In a storm of indescribable madness and grief—wondering whether I was an adult, an infant, or no longer human at all—I screamed with every ounce of strength and kicked Yuzu in the side.
*
As for me—still breathing without having died like that—there would be no need to lay down the brush here as one does in novels; a brief note should suffice.
I was still sitting among the taxidermied birds in the Oninamida Waterwheel Hut.
Even so, though that long winter had now given way to summer scenery with fireflies flitting about, all I could conjure in my mind was how those perilous mountain paths remained far off in the depth of impassable snowmelt—as if I had even forgotten what it meant to harbor human-like worries.
At times when Yuzu appeared to vent grievances about his livelihood, his one eye would glare sharply, chilling my chest—but once I recognized it as a glass eye, my trepidation vanished. Calmed by the dim light that would likely conceal my scrutiny, I merely observed his face lost in a nap’s dream—the sudden flicker of his opened eye’s gleam—as if observing an unfinished bird specimen.

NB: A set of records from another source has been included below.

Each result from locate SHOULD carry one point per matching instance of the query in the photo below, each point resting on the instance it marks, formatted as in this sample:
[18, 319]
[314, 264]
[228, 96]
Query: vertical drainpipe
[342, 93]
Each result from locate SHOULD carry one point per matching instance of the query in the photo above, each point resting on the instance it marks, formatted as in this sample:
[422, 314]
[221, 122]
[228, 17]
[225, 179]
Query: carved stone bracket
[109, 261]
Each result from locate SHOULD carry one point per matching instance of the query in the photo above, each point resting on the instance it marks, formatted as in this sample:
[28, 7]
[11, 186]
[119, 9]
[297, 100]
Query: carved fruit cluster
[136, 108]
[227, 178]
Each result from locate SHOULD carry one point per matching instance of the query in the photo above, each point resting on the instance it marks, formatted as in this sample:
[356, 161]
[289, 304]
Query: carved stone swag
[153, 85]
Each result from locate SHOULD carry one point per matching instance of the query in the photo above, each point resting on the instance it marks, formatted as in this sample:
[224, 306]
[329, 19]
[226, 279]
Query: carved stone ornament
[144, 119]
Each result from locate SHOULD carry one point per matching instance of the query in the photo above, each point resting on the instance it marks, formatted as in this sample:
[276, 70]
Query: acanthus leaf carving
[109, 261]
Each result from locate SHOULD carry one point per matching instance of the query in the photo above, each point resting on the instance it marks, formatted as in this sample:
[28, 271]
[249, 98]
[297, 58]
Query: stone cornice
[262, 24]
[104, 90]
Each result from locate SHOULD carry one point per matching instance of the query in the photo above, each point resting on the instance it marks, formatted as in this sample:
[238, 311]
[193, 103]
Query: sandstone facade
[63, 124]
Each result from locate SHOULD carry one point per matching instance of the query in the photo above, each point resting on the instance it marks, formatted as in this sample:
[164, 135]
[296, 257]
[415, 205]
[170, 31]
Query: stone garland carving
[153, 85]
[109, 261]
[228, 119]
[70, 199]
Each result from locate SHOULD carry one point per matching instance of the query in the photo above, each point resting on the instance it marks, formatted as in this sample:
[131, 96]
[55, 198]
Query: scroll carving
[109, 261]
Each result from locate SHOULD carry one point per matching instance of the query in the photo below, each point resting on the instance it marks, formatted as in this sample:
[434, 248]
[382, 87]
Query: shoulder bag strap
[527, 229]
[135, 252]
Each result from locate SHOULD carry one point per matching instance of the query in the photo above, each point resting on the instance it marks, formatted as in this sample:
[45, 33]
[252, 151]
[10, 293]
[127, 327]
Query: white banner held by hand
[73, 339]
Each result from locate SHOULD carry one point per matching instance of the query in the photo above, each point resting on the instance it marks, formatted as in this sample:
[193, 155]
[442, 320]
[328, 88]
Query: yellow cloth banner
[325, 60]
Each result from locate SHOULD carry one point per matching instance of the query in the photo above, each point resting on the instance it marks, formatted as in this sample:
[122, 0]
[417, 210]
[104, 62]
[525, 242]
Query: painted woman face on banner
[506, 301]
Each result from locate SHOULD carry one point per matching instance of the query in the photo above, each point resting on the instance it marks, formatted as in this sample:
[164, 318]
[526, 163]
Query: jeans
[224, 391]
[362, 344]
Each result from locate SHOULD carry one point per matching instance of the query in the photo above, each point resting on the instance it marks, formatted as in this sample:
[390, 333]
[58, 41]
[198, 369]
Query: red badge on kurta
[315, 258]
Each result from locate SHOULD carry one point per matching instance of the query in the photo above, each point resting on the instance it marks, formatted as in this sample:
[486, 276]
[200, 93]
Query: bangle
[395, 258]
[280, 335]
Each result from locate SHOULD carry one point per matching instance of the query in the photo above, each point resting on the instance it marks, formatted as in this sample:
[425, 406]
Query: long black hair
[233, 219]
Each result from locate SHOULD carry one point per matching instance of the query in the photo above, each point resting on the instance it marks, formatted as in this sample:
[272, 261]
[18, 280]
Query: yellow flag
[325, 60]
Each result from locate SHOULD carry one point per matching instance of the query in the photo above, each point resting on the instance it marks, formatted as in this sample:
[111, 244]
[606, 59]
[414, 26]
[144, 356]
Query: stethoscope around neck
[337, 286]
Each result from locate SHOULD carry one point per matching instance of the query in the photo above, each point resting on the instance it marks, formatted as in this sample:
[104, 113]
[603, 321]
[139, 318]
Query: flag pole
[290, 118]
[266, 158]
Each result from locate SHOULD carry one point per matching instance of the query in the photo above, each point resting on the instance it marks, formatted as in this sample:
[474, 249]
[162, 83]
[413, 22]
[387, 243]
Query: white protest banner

Tona was attempting to gather fireflies to send to friends in Tokyo, yet all the while she carried a gun to shoot weasels—a bizarre spectacle that bore little resemblance to a peaceful firefly hunt.
Though I had yet to handle any animals, I merely listened to the “chatter-chatter” of the stream below my window, harboring expectations that if a weasel were successfully killed, I might attempt to make it my first animal specimen.
My leg remained impaired, and whenever I needed to travel even a moderate distance, I required crutches.
With just one more bird it would form a pair—the male goose, still unrepaired and missing its counterpart, continued to topple over immediately whenever the waterwheel began to turn.
And the revived female goose had begun laying eggs.